The cause of congenital indifference to pain in some patients turns out to be a missing sodium channel, Nav1.7. Pimstone said another channel, Nav1.8, is also important in human pain sensation, and that XEN402 is designed to inhibit both.

In 2011 , Xenon reported that XEN402 produced significant and meaningful pain reductions in a Phase IIa trial in postherpetic neuralgia. More patients receiving XEN402 than placebo reported greater than 30 percent (p = 0.049) and 50 percent (p = 0.008) pain reductions.

The partnership with Teva is Xenon's seventh major deal. Other major pharma partners for the company include Takeda Oncology Co., Roche AG, Novartis AG, Pfizer Inc. and Merck & Co Inc.

Xenon's deal with Roche subsidiary Genentech Inc., signed in January 2012, could reach $649 million in value.
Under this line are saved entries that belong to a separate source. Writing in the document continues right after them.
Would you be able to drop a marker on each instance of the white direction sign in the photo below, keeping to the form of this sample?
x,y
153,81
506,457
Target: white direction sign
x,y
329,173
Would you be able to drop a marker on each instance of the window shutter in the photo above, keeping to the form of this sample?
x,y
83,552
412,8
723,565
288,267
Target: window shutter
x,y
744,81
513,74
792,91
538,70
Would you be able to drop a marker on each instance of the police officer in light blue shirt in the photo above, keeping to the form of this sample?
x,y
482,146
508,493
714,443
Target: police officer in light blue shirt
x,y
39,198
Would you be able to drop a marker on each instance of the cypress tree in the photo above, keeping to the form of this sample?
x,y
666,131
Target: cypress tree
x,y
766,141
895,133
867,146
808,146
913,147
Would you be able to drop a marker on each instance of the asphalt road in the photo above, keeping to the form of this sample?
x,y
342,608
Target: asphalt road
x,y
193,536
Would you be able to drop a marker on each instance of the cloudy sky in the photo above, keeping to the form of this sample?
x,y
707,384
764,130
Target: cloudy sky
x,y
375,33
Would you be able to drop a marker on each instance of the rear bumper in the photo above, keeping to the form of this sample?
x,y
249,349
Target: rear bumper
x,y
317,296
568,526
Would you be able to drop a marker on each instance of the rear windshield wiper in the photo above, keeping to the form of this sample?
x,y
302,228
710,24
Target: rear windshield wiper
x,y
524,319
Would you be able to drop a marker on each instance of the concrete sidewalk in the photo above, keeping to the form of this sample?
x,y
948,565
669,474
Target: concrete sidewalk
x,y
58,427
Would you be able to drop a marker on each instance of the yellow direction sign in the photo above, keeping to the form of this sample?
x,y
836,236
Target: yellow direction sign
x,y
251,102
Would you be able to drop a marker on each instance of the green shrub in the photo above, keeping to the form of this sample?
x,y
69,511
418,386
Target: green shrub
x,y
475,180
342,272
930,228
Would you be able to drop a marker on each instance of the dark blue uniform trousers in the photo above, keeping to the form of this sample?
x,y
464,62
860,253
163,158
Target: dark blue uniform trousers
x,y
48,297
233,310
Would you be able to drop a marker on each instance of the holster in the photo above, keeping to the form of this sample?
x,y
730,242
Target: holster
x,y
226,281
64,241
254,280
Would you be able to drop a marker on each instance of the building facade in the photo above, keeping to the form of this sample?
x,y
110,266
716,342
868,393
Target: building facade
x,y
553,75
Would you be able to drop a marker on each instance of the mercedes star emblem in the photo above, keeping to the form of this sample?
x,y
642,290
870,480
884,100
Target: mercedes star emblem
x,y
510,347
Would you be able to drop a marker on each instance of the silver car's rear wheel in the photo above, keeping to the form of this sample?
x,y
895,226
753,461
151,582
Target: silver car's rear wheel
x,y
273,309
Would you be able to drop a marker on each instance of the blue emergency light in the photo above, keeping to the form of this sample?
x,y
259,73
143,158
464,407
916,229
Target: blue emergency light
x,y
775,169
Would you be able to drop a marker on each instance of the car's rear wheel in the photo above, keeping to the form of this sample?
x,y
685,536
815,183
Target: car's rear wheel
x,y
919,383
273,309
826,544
That agreement gives Genentech exclusive license to compounds and an a nonexclusive license to diagnostics. (See BioWorld Today, Jan. 10, 2012.)

Another Roche partnership, in 2006, was valued at $51 million, and has a goal of investigating hemojuvelin, a defective protein underlying juvenile hemachromatosis.

A Merck partnership dating to 2009 could be worth up to $94.5 million for the first therapeutic target, and as much as $89.5 million for each subsequent target selected for discovery. That deal centers on cardiovascular drug discovery, with Xenon carrying out human and animal validation studies using its genetics platform.

Xenon is working with Takeda to develop and commercialize oral formulations of another pain product, XEN401, in Japan and other Asian countries. That deal was valued at $75.5 million plus development and sales milestones.

Xenon's 8-year-old partnership with Novartis is based on an obesity target, SCD1. Novartis agreed to precommercial payments up to $157 million, plus royalties on products developed from that collaboration.

And Xenon's longstanding partnership with Pfizer dates back to 2000, when it shook hands with Warner Lambert, later acquired by Pfizer, receiving $58 million to identify drug targets and lead compounds for low HDL cholesterol.

Xenon also has a number of unpartnered preclinical programs.

Pimstone said now that Xenon is partnered with Teva, it will be working with the pharma company to finalize a "robust" development plan, taking full advantage of oral and topical formulations.

"The company has really shown an ability to attract major R and D interest," Pimstone said. "This is a difficult financing market for private companies. We've been rather unique in our ability to advance products without having to go back to the private equity markets."

The next phase of development for Xenon, Pimstone said, is transitioning the company into "an organization we hope and believe will provide significant returns to shareholders."